Yvette shrugged, “Again, no one knows as no one has ever died and made the return trip, at least outside of mythology. However gaseous aether is notoriously poor at maintaining intent, so most likely, the destroyed spells don’t get too deep into the Astral before they decompose into neutral aether and are pulled back to the physical by mundane gravity. As for liquid aether that is simply separated from a soul, and even souls themselves, so long as nothing in the Deep Astral… intervenes then they too should eventually return to the physical as gaseous aether.
“Aether only holds energy and intent, with the former being expended to carry out the latter.
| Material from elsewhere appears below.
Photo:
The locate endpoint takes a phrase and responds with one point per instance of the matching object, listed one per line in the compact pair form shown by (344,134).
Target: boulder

In the case of intent of self, the cohesion does not happen on its own. All liquid and crystal aether is constantly expending a small amount of energy to maintain its cohesion—to keep itself whole—hence why all souls need at least a small influx of fresh gaseous aether to survive. So in the Deep Astral, assuming it isn’t somehow full of energy, all of the aether there, soul or otherwise, will gradually starve, lose its cohesion, and break down into gaseous aether. And as mentioned, the gaseous aether will be unable to hold onto its intent, and thus Astral weight, and be finally pulled back to the physical.”
“I kind of wish I didn’t ask…” Rína paled as she sought a change in subject, “So, uh… Wait, why doesn’t my soul fizzle when you poke it? You’re doing that with your aura, aren’t you?”
“I suppose knowledge like this is a downside to magecraft not commonly discussed, “Yvette grimaced sympathetically, “And yes, I do use my aura for the pokes. Souls being made of crystalized aether are much more stable than the liquid aether of an aura or spell, and as a solid, there will be far less contact area compared to two liquid auras being mixed. Were I to keep my aura in contact with your soul for longer or simply press harder in the first place, then the two would react and you would suffer a minute amount of soul damage.”
“I’m guessing that would be really unpleasant.”
“Just so.” Yvette nodded.
“For a second there it sounded like auras were just a defensive thing.”
“And they still predominantly are, even when factoring in their use in neutralizing others’ defensive spells,” Yvette said, “But for now, I believe we should return to you punching pillows.”